Almeida contou também que Ubiratan chegou a se ferir durante a operação.
— Eu não vi, foi um comentário, mas quando o coronel entrou e ficou no pátio teriam atirado [de uma das celas] um mini televisor que estourou e atingiu o coronel. Ele saiu sem sentidos, saiu socorrido.
Armas apreendidas
Depois da operação policial no Carandiru, a corregedoria redigiu um relatório sobre o ocorrido. Nele, constam que armas de fogo foram apreendidas no pavilhão nove. De acordo com Almeida, essas armas foram apresentadas pelos próprios policiais.
— Quem pegou as armas foram os policiais que fizeram a vistoria do pavilhão. A PM entrou, ocupou com rapidez, mas a operação de rescaldo e liberação do pavilhão levou horas.
A testemunha contou que a corregedoria foi chamada para conter a rebelião e disse que não havia nenhuma informação relacionada a uma possível fuga.
— Não tinha uma gravidade diferenciada. Era uma rebelião como qualquer outra.
Segundo Almeida, o juiz corregedor não tem obrigação nem treinamento para definir sobre o tipo de operação que deve ocorrer em casos como esses.
— O juiz corregedor existe como um agente que visa preservar a integridade física de todos e a legalidade do presídio.
Além disso, Almeida negou que tenha ouvido qualquer tipo de manifestação e “comemoração de gol” — como relatado por uma testemunha na tarde de segunda-feira (15) — por parte dos policiais que estavam do lado de fora no momento em que a tropa de choque entrou no Carandiru.
Relembre o caso
O massacre do Carandiru começou após uma discussão entre dois presos dá início a uma rebelião no pavilhão nove.
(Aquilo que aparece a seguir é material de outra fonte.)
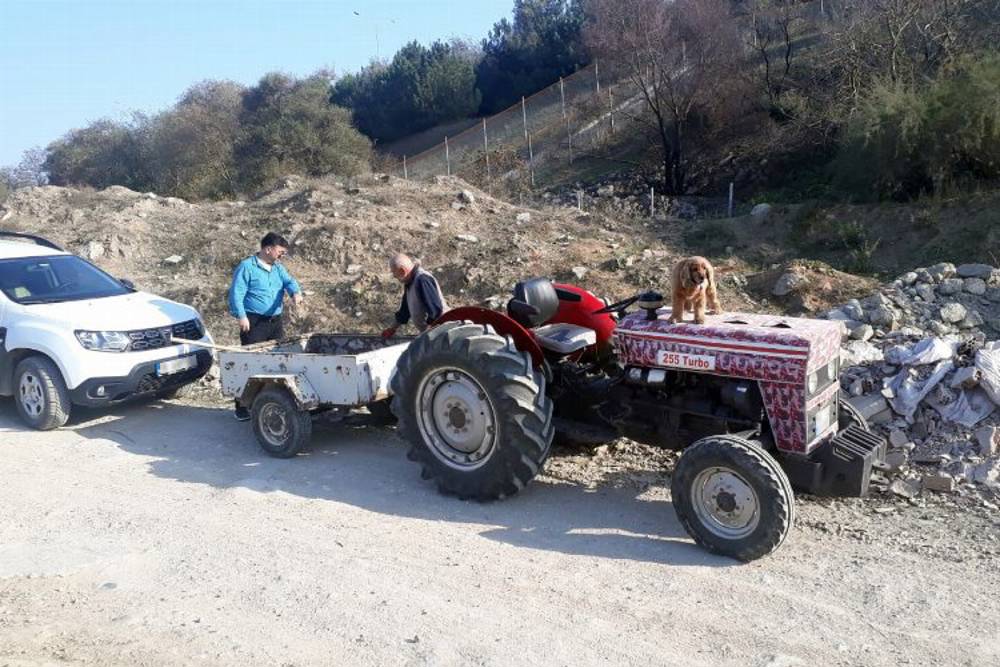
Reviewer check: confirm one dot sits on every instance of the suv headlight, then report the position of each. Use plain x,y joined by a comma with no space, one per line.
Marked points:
103,341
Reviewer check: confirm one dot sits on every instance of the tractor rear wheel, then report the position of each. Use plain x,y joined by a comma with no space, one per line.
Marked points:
732,497
474,410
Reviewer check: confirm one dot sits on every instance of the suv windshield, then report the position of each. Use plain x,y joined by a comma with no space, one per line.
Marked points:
55,278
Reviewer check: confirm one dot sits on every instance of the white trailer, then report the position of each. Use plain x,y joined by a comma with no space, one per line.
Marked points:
285,384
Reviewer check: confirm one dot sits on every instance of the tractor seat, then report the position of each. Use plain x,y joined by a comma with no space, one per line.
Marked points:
535,302
565,338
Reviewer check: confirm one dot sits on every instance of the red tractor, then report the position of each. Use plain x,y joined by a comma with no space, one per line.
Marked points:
753,400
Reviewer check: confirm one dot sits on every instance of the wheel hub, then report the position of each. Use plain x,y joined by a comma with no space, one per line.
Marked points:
725,502
31,394
273,424
456,417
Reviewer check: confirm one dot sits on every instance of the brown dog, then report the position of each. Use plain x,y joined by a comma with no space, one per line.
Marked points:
693,284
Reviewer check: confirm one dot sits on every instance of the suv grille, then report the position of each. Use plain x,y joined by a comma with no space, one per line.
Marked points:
152,339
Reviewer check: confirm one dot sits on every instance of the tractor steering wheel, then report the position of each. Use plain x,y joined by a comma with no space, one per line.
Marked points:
618,306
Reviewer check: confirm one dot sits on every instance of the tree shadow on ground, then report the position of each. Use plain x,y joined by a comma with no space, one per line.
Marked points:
365,466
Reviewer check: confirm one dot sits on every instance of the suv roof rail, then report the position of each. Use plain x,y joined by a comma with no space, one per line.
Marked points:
31,237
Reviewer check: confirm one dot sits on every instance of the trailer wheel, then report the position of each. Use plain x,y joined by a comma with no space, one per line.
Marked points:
281,428
848,415
732,497
474,410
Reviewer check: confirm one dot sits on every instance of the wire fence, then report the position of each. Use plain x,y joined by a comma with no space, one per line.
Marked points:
521,148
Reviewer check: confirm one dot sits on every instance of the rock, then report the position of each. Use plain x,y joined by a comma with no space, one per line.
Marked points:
974,270
872,407
951,286
965,378
972,320
837,315
859,352
862,332
925,292
787,284
941,271
94,250
988,439
854,310
939,482
883,316
896,459
953,312
898,438
904,489
975,286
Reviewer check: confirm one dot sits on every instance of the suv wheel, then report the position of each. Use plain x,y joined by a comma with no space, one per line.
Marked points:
732,497
40,394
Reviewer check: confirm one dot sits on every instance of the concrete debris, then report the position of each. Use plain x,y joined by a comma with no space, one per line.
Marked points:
917,362
939,482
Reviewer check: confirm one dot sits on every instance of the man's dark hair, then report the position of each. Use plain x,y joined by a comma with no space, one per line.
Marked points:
273,239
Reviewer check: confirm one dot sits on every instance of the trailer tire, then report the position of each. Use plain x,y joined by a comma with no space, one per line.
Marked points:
282,429
474,410
732,497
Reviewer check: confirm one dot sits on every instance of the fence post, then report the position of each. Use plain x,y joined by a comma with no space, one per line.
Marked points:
569,135
486,152
524,117
531,162
611,106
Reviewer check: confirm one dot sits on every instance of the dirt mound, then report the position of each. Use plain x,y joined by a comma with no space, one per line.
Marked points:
341,235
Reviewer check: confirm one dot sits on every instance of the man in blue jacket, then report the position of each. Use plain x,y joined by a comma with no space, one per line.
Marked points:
257,295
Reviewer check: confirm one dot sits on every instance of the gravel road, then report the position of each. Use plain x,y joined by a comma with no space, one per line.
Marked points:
159,534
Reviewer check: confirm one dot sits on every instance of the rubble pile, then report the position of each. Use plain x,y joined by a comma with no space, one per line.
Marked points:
921,361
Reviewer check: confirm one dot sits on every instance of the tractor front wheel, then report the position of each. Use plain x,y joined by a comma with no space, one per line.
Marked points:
474,410
732,497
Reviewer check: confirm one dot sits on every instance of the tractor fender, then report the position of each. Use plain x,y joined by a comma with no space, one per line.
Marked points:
504,325
296,384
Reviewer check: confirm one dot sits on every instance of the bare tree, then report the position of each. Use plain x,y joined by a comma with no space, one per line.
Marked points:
678,55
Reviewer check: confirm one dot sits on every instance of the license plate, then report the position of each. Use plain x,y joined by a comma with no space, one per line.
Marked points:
690,362
177,365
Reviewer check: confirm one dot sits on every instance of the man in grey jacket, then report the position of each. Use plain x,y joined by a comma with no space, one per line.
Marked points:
422,299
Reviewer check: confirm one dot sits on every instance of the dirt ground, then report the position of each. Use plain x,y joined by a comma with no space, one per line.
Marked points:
159,534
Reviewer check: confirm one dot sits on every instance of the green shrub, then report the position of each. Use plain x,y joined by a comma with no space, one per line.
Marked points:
905,140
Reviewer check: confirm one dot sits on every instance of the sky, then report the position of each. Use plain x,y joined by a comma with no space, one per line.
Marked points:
66,63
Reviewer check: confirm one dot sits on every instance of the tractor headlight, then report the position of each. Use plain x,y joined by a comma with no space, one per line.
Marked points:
103,341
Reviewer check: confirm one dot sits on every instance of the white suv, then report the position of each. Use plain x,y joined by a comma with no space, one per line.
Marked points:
70,334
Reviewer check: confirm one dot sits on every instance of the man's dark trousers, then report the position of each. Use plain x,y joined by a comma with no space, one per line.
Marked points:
262,328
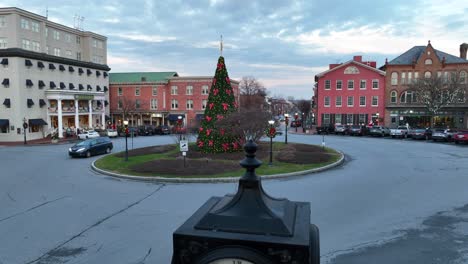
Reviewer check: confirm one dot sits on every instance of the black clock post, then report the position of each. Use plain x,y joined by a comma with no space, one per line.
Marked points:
249,227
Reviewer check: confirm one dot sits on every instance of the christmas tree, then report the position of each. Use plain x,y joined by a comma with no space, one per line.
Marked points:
221,102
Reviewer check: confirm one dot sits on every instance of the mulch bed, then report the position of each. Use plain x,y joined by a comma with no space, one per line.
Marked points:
198,163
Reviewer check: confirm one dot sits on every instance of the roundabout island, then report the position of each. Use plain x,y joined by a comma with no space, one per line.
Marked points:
165,163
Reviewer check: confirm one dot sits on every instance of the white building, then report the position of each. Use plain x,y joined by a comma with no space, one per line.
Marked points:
51,76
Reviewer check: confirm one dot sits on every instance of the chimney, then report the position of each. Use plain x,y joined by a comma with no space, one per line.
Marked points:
463,48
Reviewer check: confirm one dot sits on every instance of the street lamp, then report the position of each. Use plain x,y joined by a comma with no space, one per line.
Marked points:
25,126
179,125
126,139
296,116
271,134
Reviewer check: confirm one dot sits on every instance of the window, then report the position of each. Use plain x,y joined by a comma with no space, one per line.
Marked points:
408,97
394,80
26,44
205,89
24,24
362,85
189,104
3,43
326,119
36,46
174,104
338,101
2,21
403,78
339,84
56,35
189,90
375,84
35,26
154,104
393,96
173,90
362,101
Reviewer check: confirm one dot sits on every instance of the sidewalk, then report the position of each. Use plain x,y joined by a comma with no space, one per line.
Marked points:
41,141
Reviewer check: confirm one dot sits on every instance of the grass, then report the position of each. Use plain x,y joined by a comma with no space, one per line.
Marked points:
116,164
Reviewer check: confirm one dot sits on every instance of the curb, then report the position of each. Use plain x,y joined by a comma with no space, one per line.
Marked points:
216,180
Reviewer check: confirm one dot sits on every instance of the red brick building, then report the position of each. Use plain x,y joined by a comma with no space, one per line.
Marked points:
420,62
350,93
155,98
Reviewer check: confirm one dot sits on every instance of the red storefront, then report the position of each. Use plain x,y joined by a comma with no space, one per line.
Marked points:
351,93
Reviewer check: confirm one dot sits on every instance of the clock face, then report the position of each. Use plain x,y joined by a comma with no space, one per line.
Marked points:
231,261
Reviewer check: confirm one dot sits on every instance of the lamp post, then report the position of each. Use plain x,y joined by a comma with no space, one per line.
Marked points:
126,139
25,126
271,133
296,116
179,126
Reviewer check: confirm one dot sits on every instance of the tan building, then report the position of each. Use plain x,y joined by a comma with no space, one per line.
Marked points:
401,105
51,76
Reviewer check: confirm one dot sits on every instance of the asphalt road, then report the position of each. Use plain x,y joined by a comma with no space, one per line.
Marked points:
392,201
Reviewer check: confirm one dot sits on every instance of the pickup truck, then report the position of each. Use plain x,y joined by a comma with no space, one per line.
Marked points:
400,131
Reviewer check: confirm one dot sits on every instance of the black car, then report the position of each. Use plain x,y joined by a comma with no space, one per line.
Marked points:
90,147
162,130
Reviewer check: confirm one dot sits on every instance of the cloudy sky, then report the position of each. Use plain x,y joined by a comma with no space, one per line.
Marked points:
281,43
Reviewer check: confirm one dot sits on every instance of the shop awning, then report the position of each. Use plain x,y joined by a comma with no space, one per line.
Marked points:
174,117
7,102
37,122
4,122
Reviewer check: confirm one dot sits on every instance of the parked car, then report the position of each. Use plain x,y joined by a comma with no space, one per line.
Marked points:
400,131
90,147
461,137
379,131
111,133
162,130
342,129
358,130
88,134
420,133
439,134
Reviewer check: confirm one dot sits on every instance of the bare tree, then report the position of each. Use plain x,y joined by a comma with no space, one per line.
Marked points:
252,93
438,92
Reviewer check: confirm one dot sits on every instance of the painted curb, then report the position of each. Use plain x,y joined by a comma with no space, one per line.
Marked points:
216,180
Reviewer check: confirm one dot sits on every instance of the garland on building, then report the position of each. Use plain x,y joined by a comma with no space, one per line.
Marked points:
221,102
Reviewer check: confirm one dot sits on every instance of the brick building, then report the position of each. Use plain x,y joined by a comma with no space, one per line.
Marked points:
156,98
419,62
350,93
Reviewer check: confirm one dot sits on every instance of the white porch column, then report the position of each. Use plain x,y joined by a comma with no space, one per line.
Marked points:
59,117
103,115
77,117
90,115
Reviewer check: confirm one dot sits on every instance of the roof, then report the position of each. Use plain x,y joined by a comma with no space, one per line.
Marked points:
415,52
136,77
348,63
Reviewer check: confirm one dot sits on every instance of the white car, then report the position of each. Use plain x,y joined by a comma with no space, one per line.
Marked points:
88,134
112,133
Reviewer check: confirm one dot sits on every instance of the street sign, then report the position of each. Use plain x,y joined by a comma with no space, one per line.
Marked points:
183,145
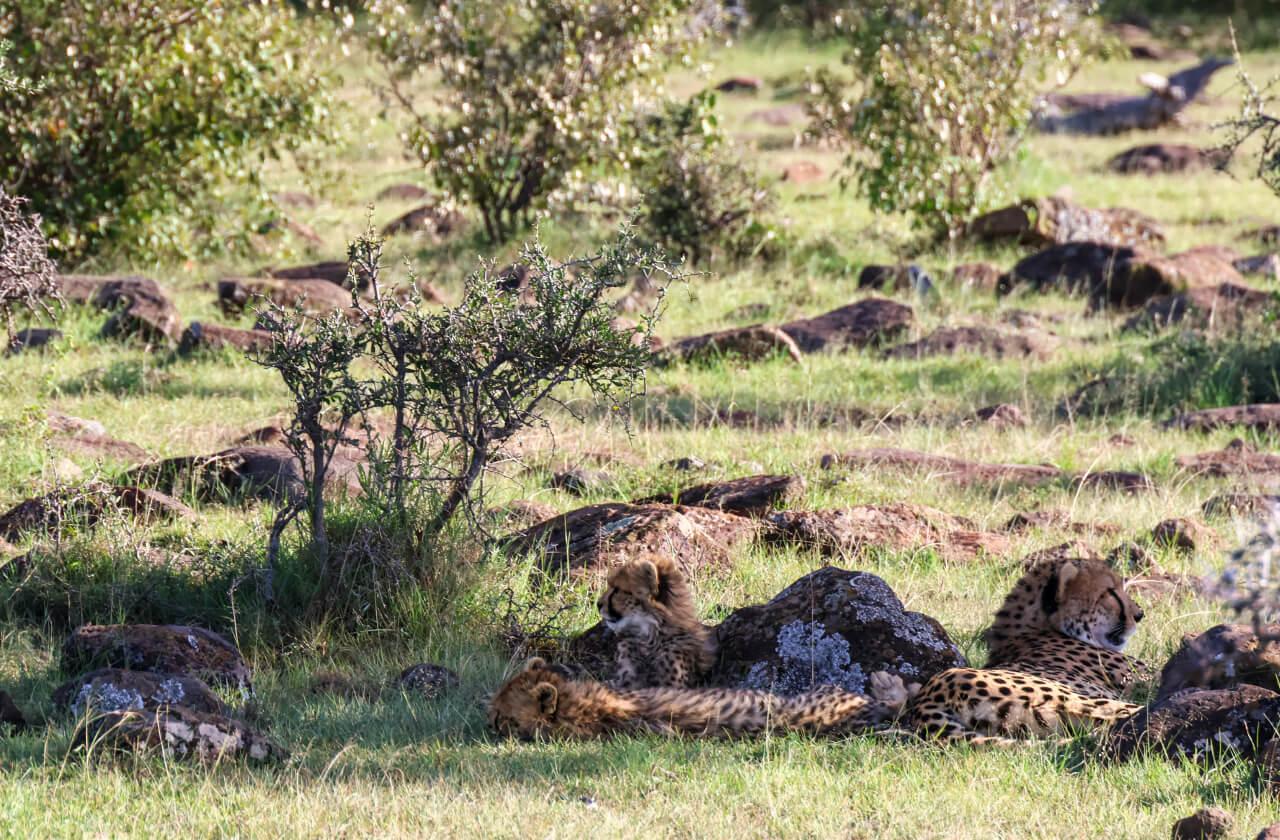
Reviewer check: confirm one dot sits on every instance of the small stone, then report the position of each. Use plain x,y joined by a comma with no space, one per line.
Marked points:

Com a confusão, a tropa de choque da Polícia Militar, comandada pelo coronel Ubiratan Guimarães, foi chamada para conter a revolta.
Ao todo, 286 policiais militares entraram no complexo penitenciário do Carandiru para conter a rebelião em 1992, desses, 84 foram acusados de homicídio. Desde aquela época, cinco morreram e agora restam 79 para serem levados a julgamento.
Até hoje, apenas Ubiratan Guimarães chegou a ser condenado a 632 anos de prisão, porém um recurso absolveu o réu e ele não chegou a passar um dia na cadeia. Em setembro de 2006, Guimarães foi encontrado morto com um tiro na barriga em seu apartamento nos jardins. A ex-namorada dele, a advogada Carla Cepollina, foi a julgamento em novembro do ano passado pelo crime e absolvida.